Summary of key differentiating features[edit]
Examples of features specific to ZFS which facilitate its objective include:
- Designed for long term storage of data, and indefinitely scaled datastore sizes with zero data loss, and high configurability.
- Hierarchical checksumming of all data and metadata, ensuring that the entire storage system can be verified on use, and confirmed to be correctly stored, or remedied if corrupt. Checksums are stored with a block's parent block, rather than with the block itself. This contrasts with many file systems where checksums (if held) are stored with the data so that if the data is lost or corrupt, the checksum is also likely to be lost or incorrect.
- Can store a user-specified number of copies of data or metadata, or selected types of data, to improve the ability to recover from data corruption of important files and structures.
- Automatic rollback of recent changes to the file system and data, in some circumstances, in the event of an error or inconsistency.
- Automated and (usually) silent self-healing of data inconsistencies and write failure when detected, for all errors where the data is capable of reconstruction. Data can be reconstructed using all of the following: error detection and correction checksums stored in each block's parent block; multiple copies of data (including checksums) held on the disk; write intentions logged on the SLOG (ZIL) for writes that should have occurred but did not occur (after a power failure); parity data from RAID/RAIDZ disks and volumes; copies of data from mirrored disks and volumes.

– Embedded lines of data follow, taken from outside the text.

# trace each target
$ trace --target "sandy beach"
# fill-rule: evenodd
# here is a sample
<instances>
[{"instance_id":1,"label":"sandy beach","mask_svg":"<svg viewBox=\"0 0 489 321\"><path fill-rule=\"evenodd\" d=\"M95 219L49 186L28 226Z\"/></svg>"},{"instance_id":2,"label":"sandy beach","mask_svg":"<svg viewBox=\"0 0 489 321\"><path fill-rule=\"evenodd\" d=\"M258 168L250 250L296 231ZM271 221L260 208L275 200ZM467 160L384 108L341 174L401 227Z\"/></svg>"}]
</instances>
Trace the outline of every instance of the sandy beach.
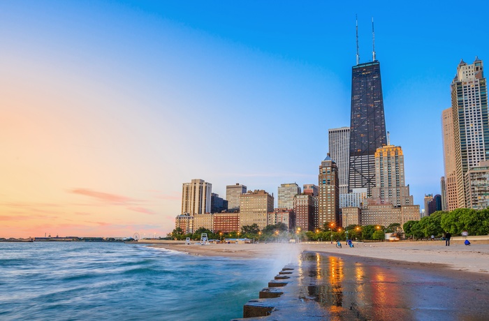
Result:
<instances>
[{"instance_id":1,"label":"sandy beach","mask_svg":"<svg viewBox=\"0 0 489 321\"><path fill-rule=\"evenodd\" d=\"M465 246L444 241L355 242L354 248L337 248L329 242L294 244L261 243L258 244L185 245L177 242L154 244L153 246L184 252L189 255L233 257L275 258L293 263L303 251L349 255L365 259L381 259L379 264L392 264L421 269L448 268L451 271L474 272L489 277L489 244ZM388 260L388 261L386 261ZM289 261L289 262L287 262Z\"/></svg>"}]
</instances>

- Native handling of standard RAID levels and additional ZFS RAID layouts ("RAIDZ"). The RAIDZ levels stripe data across only the disks required, for efficiency (many RAID systems stripe indiscriminately across all devices), and checksumming allows rebuilding of inconsistent or corrupted data to be minimised to those blocks with defects;
- Native handling of tiered storage and caching devices, which is usually a volume related task. Because it also understands the file system, it can use file-related knowledge to inform, integrate and optimize its tiered storage handling which a separate device cannot;
- Native handling of snapshots and backup/replication which can be made efficient by integrating the volume and file handling. ZFS can routinely take snapshots several times an hour of the data system, efficiently and quickly. (Relevant tools are provided at a low level and require external scripts and software for utilization).
- Native data compression and deduplication, although the latter is largely handled in RAM and is memory hungry.
- Efficient rebuilding of RAID arrays — a RAID controller often has to rebuild an entire disk, but ZFS can combine disk and file knowledge to limit any rebuilding to data which is actually missing or corrupt, greatly speeding up rebuilding;
- Ability to identify data that would have been found in a cache but has been discarded recently instead; this allows ZFS to reassess its caching decisions in light of later use and facilitates very high cache hit levels;
- Alternative caching strategies can be used for data that would otherwise cause delays in data handling. For example, synchronous writes which are capable of slowing down the storage system can be converted to asynchronous writes by being written to a fast separate caching device, known as the SLOG (sometimes called the ZIL - ZFS Intent Log).
- Highly tunable - many internal parameters can be configured for optimal functionality.
- Can be used for high availability clusters and computing, although not fully designed for this use.